La conception générale visait à décrire l’ensemble du système selon toutes ses dimensions :
Données
La conception du modèle de données fut le sujet central de la conception générale. A l’issue de cette étape, on disposait d’un modèle de données déjà très détaillé.
Le niveau d’abstraction était volontairement minimaliste. Les concepts collaient à la réalité et aux besoins. On n’a pas cherché à les dépasser ; on est resté dans un niveau de paramétrage nécessaire et simplement suffisant.
Les données ont été décrites entièrement dans l’AGL.
Traitements
Les traitements ont été décrits de manière générale (dans l’AGL).
Interfaces
Avec Marianne Lot 1, des systèmes de l’existant de l‘époque subsistaient et devaient donc être interfacés avec Marianne.
Tous ces systèmes ont été listés ; leurs interfaces avec Marianne identifiées et décrites de manière générale.
Reprise des données
La reprise des données représentait la partie la plus complexe du chantier. Lors de la conception générale, les études suivantes ont été menées :
La description des données reprises s’est faite à travers l’AGL, ainsi que la description des traitements de reprise.
Nouvelle organisation
Le sous chantier Organisation avait pour objectif de définir l’organisation des services autour de Marianne : fiches de postes, nouvelles procédures…
Il s’agissait ici de préparer la formation des utilisateurs, la communication, les manuels utilisateurs, pour les fonctionnaires mais également les citoyens.
Bascule
Lors de la conception générale, le déroulé global de la bascule (qui s’est effectuée d’un coup, en big bang) a été défini, en s’intéressant à tous les aspects : informatiques, organisationnels, communication.
Étape 3 : Maquette
La maquette de la future application Marianne était constituée de l’ensemble de fenêtres, pages, formulaires et rapports dans une présentation qui se voulait définitive.
Ces éléments s’enchainaient comme ils le feraient dans la future application.
La différence avec l’application finale était que ces éléments étaient inertes (aucun traitement derrière) et n’interagissait pas avec la base de données, qui n’était pas encore réalisée.
Chacun pouvait donc bien voir concrètement à quoi ressembleraient Marianne Bureau, Marianne Web et Marianne Mobiles.
La maquette a ainsi constitué un formidable outil de dialogue avec les utilisateurs (MOA).

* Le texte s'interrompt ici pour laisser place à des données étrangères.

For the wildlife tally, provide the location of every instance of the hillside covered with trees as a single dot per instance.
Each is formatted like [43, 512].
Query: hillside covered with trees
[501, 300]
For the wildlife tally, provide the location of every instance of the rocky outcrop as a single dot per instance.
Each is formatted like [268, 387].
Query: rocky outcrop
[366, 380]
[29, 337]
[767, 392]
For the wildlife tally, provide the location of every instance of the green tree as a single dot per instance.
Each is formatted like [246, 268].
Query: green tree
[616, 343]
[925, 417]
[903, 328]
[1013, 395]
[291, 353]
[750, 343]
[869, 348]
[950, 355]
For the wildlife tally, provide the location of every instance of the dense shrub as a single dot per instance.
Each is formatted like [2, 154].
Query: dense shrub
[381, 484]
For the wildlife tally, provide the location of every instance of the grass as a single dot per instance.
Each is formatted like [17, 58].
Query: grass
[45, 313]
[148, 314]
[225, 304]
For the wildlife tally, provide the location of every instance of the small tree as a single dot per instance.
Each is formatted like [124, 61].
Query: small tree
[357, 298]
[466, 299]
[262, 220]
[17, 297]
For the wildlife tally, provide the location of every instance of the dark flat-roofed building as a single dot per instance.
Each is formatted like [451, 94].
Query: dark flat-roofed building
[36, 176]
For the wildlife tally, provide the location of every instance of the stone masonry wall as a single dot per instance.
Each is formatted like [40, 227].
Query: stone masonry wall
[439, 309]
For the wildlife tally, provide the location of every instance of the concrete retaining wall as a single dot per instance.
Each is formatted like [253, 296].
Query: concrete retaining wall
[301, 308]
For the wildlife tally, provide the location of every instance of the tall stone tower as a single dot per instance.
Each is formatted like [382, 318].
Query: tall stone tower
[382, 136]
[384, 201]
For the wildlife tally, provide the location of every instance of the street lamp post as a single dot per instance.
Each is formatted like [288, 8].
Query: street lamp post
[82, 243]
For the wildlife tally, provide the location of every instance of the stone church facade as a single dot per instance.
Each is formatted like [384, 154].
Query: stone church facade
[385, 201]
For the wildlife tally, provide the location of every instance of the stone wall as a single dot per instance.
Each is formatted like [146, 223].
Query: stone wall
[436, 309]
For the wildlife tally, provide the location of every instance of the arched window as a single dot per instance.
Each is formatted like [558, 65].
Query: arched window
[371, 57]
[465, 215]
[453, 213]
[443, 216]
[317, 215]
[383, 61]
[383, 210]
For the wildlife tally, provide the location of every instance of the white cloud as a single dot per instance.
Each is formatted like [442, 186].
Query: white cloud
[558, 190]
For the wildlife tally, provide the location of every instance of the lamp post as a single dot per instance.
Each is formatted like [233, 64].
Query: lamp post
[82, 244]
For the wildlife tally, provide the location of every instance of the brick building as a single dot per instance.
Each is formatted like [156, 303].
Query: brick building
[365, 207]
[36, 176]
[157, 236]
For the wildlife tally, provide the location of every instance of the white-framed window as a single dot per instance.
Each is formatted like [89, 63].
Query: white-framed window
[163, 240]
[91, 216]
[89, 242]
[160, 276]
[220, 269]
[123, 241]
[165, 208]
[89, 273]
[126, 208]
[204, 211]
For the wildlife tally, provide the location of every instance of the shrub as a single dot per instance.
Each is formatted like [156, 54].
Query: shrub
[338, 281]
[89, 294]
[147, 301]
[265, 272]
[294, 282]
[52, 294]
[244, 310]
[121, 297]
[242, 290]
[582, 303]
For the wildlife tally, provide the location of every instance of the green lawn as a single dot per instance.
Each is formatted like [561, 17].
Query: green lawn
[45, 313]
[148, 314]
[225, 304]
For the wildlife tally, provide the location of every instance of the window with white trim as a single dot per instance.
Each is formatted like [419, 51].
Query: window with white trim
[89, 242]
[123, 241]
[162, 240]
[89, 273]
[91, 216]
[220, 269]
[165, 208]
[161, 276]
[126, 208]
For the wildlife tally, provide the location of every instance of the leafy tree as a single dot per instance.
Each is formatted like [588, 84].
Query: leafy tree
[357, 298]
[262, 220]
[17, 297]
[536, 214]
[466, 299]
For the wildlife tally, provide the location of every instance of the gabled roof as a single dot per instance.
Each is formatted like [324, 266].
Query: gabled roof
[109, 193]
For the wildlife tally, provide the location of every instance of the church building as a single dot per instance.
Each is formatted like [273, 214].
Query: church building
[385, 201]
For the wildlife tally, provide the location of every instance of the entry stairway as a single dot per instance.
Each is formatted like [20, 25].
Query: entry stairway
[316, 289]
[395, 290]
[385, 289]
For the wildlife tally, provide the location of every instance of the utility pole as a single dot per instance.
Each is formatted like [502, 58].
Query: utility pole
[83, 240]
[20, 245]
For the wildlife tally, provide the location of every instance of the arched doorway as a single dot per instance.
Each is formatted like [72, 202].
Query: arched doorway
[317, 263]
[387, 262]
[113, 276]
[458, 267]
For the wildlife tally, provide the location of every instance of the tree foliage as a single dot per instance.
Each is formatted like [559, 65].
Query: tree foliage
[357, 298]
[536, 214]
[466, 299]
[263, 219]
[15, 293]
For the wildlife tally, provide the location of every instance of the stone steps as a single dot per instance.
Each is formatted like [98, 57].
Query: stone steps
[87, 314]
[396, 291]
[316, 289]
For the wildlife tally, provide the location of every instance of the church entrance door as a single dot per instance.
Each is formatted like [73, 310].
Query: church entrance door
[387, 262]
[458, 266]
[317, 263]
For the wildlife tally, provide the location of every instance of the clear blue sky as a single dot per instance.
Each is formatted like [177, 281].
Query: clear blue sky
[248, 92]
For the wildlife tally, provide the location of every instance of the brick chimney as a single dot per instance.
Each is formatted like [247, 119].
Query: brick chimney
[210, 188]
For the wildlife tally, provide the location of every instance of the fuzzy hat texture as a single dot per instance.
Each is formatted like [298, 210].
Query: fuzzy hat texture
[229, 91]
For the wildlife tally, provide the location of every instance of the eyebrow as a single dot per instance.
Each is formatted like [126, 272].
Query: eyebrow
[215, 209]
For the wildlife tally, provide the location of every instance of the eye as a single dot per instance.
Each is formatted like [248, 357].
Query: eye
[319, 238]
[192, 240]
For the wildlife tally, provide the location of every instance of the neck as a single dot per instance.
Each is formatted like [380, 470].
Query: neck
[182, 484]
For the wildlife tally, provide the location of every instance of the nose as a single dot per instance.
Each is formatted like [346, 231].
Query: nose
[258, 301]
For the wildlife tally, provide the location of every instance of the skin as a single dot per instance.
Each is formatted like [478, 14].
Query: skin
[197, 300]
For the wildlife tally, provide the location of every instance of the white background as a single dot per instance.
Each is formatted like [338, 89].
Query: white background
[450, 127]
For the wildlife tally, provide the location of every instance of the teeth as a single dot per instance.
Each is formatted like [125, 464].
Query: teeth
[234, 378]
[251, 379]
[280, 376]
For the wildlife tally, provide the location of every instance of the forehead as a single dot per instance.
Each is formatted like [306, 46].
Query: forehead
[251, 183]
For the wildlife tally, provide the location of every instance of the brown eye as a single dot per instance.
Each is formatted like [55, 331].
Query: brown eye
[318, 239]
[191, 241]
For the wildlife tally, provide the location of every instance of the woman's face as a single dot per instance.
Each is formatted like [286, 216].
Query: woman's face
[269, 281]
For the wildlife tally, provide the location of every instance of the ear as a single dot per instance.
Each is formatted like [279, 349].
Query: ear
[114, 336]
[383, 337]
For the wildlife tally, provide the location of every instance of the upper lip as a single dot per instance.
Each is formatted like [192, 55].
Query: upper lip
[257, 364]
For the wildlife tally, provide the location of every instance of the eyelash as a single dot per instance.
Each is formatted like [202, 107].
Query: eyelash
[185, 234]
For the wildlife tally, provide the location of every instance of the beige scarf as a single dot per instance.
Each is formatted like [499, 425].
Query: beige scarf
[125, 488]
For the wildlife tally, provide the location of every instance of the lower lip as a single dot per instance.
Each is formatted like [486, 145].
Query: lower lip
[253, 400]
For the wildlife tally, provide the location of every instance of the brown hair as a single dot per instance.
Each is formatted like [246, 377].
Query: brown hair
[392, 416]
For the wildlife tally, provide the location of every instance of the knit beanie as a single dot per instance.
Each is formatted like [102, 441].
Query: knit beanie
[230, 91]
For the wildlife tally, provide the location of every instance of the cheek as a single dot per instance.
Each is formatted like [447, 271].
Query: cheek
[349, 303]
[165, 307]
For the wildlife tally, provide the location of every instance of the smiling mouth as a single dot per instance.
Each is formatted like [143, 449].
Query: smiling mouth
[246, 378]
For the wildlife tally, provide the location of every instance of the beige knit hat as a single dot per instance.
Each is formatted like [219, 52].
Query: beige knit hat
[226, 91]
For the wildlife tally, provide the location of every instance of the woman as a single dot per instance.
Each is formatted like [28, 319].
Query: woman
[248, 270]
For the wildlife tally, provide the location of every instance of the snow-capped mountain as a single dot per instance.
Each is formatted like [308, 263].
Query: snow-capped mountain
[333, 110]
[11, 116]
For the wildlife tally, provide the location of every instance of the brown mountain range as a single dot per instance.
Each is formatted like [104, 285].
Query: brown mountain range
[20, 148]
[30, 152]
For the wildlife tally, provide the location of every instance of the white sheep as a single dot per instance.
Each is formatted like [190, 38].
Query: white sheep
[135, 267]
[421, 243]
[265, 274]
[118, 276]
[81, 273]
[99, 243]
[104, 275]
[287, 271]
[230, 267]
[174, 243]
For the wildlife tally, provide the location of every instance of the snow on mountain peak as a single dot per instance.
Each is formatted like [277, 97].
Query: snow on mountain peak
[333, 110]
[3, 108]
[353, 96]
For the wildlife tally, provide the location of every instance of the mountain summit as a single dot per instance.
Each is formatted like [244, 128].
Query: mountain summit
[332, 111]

Les différents éléments de la maquette (fenêtres, formulaires, menus, enchainements…) ont été directement générés par l’atelier de génie logiciel (import des objets dans les outils de développement).
La version définitive a été obtenue à l’issue de plusieurs itérations.
A chaque itération, toutes les dimensions du projet ont été impactées et ajustées ou complétées, en pleine cohérence :
Étape 4 : Étude détaillée
L’étude détaillée s’est déroulée elle aussi par itération, en reprenant toutes les dimensions de la conception générale et de la Maquette.
Les descriptions détaillées de traitements était concrètement prise en charge directement par les personnes (les développeurs) qui ont ensuite réalisé les programmes. Comme aujourd’hui en 2025, on s’est donc plus attaché au fond qu’à la forme.
Étape 5 : Réalisation
La réalisation comportait plusieurs volets :
Informatique
Il s’agissait de réaliser et tester les éléments suivants
Pour DEV : Marianne en tant que tel (base de données, Marianne Bureau, Web, Mobiles, Masse) ; Marianne Reprise
Pour le pôle systèmes existants : Extractions des systèmes existants
Pour la MOA : renseigner les données de référence, définir les habilitations, préparer la recette du nouveau système
Procédures, formation et communication
Il s’agissait pour la MOA de réaliser les manuels de procédure, préparer et assurer les formations et organiser les éléments de communication.
Étape 6 et 7 : Tests et recette utilisateurs ; Bascule
Différents environnements étaient mis à disposition des équipes pour les tests, recettes et formations.
La bascule s’est déroulée en un weekend pour le volet informatique.
Elle avait était répétée deux fois dans les mois précédents.